International News

Mexico: Teacher power distortions

Growing up in the southern mexican town of putla Villa de Guerrero, Lili Gracida Jiménez watched with dismay as teachers lined up students by order of intelligence, calling the underperformers names.


“My teachers were cruel,” recalls Gracida Jiménez, who went on to graduate from Benito Juárez Autonomous University of Oaxaca and now teaches Spanish at a private language school in the capital city of Oaxaca, which has the same name as the state. “If you weren’t thought to be intelligent, they called you a burro (donkey).”


Two decades after the cruelty Gracida Jiménez experienced, teaching remains a concern in the southern state, one of the poorest in the country. In 2006, Oaxaca drew worldwide attention for a seven-month popular uprising in which the teachers’ union played a key role. Protesters clashed with police which led to multiple deaths and widespread international condemnation, by academics in particular, for alleged human rights abuses by security forces.


According to a World Bank report published in February, the poor quality of the state’s schools is one of the factors hindering Oaxaca’s higher education institutions. The organisation’s study, Educación Superior y Desarrollo en Oaxaca (Higher Education and Development in Oaxaca), is part of a larger effort to help Oaxaca, which has a population of 3.8 million, battle its poverty, health and development problems, which are among Mexico’s worst. Higher education is among the keys to solving those challenges, the report notes.


The state finds itself in a strange situation, says Miguel Székely, director of the Institute for Innovation in Education based in Monterrey, Mexico and author of the World Bank report. Of the minuscule number of Oaxacans who acquire university degrees, one out of five has been trained to teach in primary school, Székely found, and many of those teachers have not been trained well.


Moreover, he argues, in a state where the primary school-age population is declining, there is a dearth of university graduates in disciplines that would help the economy. “If this (the number of graduates going into teaching) was construction, electricity or software, it would make more sense,” Székely says. “There’s this element of imbalance in Oaxaca.”

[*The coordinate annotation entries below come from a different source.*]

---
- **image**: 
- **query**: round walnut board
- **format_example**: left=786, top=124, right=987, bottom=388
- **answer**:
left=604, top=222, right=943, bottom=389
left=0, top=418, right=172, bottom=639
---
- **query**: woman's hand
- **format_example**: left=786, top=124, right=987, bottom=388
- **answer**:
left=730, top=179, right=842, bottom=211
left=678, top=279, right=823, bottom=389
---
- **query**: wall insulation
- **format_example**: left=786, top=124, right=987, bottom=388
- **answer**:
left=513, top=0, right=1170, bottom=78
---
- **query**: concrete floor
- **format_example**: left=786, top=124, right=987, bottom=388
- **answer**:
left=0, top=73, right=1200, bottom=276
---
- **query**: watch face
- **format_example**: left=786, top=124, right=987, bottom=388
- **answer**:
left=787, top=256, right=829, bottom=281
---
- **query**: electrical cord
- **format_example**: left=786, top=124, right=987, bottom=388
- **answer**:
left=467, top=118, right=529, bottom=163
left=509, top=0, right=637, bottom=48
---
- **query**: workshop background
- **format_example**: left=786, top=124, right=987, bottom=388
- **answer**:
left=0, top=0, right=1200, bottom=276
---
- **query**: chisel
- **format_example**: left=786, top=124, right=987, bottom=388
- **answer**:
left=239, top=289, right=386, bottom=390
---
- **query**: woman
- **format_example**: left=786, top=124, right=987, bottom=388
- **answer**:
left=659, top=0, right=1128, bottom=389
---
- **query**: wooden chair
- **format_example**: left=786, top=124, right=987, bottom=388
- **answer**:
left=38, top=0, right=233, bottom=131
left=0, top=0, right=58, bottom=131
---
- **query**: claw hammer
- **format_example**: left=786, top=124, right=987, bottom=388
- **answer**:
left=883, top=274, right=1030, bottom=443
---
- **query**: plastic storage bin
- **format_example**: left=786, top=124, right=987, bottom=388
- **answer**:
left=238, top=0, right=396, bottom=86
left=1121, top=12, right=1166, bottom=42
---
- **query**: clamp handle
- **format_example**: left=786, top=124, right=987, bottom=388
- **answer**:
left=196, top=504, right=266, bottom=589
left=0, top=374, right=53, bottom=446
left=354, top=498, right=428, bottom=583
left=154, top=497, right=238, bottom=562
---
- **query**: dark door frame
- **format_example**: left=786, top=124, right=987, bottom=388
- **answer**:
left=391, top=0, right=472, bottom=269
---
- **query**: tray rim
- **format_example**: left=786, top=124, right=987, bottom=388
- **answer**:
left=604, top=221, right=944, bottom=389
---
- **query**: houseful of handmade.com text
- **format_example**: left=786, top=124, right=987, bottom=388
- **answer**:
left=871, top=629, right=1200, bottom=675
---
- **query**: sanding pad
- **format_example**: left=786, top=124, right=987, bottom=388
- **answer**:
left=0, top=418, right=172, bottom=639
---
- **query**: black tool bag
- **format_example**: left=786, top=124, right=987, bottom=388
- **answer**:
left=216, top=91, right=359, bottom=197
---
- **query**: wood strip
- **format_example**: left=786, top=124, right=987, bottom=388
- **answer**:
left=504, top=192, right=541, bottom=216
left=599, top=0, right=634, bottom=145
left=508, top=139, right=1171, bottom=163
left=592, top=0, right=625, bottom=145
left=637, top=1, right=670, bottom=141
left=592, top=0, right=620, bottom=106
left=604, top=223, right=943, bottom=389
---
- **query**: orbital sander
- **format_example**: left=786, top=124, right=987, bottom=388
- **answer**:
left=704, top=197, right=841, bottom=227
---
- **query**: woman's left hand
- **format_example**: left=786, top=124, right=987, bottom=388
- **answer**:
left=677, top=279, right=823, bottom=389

According to Székely, Oaxaca faces some unique obstacles, chief among them the state’s teachers’ union, which frequently shuts down the capital city’s roads with demonstrations and controls most aspects of teaching. He contends that the state government — led by Gabino Cue Monteagudo of the social democratic Citizen’s Movement, whose 2010 election victory ended the 80-year reign of the Institutional Revolutionary Party — must wrest control from the union to direct more teachers into secondary schools and more tertiary students into fields other than teacher training.

The more teachers the state trains, the more power the union gains and lower the chance of the state changing the system, he contends. “The phenomenon of the teachers’ union in Oaxaca has been very powerful, mainly because they can paralyse the state. It’s a very peculiar thing that’s going on in Oaxaca,’’ says Székely.